Dependency is something that happens to you during your appropriate use of the drug for pain management. You wouldn't take it if you didn't need to and would willingly wean yourself off them. Having the side effects of a sudden cessation of intake doesn't produce in you a desperate need to obtain them at all costs though the pain that is emerging probably makes you quite eager to get a new prescription. There is a distinct difference.
People think it's like that but it's actually incorrect - the 'highly addictive" label is grossly overplayed, in my opinion. They are easy to become "dependent" on but that and "addictive" are two quite different things.how do you balance your need for the pain pills with a healthy respect for the fact that some of these meds really are highly addictive. At some point I might wonder if my pain is genuine or if my brain is just programmed to tell me its time for another Percocet
The definition of addiction is "the state of being enslaved to a habit or practice or to something that is psychologically or physically habit-forming, such as narcotics, to such an extent that its cessation causes severe trauma".
On the other hand, people can become dependent upon them which means if they stop them suddenly, they might experience uncomfortable symptoms such as shakes, chills, hyperactivity and such. What they don't do is end up craving them or taking more frequent or bigger doses and then getting into a panic if they are told they can't have any more to the point of doctor shopping to get more prescriptions or even resorting to street trade! So, though most people can stop taking them without a problem, they nevertheless should be cautious about it. If perchance, they experience any symptoms, the medication should be recommenced and then the dosage gradually reduced over a period of weeks - which is what will happen normally as the pain diminishes and you find yourself forgetting a dose here and there which is totally as it should be.

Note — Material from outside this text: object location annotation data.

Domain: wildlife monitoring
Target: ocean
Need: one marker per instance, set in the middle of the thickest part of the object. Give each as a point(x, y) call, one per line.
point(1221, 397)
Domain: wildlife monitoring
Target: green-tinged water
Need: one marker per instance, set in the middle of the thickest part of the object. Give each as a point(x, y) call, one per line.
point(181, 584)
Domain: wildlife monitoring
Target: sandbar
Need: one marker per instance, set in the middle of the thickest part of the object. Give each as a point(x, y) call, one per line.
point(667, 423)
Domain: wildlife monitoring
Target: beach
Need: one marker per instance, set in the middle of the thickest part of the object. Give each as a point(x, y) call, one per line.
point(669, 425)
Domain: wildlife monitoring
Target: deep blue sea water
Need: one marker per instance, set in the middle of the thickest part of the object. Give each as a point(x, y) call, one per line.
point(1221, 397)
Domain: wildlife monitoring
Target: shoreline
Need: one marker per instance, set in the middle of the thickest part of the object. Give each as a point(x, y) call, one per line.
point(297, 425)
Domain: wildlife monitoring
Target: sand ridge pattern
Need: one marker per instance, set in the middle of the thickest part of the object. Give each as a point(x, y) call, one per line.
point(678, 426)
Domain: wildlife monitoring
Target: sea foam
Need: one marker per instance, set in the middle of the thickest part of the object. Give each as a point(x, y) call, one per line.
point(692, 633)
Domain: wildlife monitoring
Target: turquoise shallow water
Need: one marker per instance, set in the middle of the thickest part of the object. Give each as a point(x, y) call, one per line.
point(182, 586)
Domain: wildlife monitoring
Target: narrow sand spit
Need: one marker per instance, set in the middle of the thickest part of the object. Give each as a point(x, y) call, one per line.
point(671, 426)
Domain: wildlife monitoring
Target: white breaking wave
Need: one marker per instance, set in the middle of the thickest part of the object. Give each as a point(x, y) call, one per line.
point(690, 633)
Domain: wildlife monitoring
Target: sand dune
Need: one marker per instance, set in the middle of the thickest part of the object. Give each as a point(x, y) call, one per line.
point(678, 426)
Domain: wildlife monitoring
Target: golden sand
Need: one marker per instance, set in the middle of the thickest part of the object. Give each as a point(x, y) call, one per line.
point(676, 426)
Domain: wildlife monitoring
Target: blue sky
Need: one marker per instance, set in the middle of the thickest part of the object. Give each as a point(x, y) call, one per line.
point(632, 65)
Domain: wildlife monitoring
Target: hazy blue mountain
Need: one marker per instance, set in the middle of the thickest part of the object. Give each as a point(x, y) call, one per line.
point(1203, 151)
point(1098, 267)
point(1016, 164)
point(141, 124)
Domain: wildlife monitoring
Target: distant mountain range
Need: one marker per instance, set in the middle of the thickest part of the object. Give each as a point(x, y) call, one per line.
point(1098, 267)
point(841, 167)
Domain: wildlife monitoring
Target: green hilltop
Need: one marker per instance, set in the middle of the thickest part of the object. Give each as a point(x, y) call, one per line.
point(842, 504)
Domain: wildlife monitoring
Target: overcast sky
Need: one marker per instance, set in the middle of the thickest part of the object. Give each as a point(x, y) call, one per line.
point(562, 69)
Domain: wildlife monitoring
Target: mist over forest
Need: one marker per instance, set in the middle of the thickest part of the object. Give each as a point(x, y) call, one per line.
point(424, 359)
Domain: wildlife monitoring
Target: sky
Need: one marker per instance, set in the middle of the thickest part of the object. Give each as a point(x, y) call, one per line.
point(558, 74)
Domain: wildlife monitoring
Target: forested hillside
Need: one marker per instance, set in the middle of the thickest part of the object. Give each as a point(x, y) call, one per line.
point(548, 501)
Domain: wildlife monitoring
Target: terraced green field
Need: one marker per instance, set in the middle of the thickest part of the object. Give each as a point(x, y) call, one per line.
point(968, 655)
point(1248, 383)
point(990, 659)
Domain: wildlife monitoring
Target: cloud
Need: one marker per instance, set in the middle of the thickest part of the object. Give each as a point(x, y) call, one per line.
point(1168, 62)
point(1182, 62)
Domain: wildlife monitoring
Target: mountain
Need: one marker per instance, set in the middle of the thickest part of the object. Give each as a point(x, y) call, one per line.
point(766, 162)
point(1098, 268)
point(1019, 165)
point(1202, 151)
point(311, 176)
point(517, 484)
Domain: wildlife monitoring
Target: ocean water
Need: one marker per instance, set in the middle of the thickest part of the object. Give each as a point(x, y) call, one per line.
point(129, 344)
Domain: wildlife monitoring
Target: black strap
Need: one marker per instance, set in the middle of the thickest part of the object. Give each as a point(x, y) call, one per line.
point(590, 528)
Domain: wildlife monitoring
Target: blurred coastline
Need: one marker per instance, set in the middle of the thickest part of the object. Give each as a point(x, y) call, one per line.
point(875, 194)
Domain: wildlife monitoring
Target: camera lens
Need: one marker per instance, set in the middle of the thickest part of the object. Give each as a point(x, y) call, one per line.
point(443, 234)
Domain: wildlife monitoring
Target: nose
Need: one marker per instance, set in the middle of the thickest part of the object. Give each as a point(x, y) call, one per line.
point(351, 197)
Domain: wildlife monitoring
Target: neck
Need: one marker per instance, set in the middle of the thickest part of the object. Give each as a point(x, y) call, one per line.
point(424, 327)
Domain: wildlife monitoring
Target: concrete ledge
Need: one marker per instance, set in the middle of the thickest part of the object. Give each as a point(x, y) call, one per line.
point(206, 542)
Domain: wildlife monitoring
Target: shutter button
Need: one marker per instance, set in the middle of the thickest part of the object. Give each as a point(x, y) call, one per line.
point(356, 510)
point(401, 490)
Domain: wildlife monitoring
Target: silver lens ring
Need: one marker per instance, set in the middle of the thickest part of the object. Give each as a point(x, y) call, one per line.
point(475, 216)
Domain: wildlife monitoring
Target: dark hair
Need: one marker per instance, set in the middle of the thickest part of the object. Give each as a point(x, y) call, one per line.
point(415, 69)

Here is a suggested schedule for cutting back on prescription pain medications. Stay at each level for 3-4 days or even longer if you notice the pain symptoms increasing. This schedule assumes you are starting with one pill every 4 hours before beginning the reduction process.
1 pill every 6 hours and 2 at bedtime
1 pill every 6 hours and 1½ at bedtime
½ pill every 4 hours and 1½ at bedtime
½ pill every 6 hours and 1½ at bedtime
½ pill every 8 hours and 1½ at bedtime
½ pill every 8 hours and 1 at bedtime
1 pill if you are really doing something active during the day and 1 at bedtime
It is usually better to wean off these meds over several weeks, not several days. But.....if you are still having pain, then your body is healing and you still need pain relief. And in this case, I would discuss your pain management with your GP instead of your surgeon.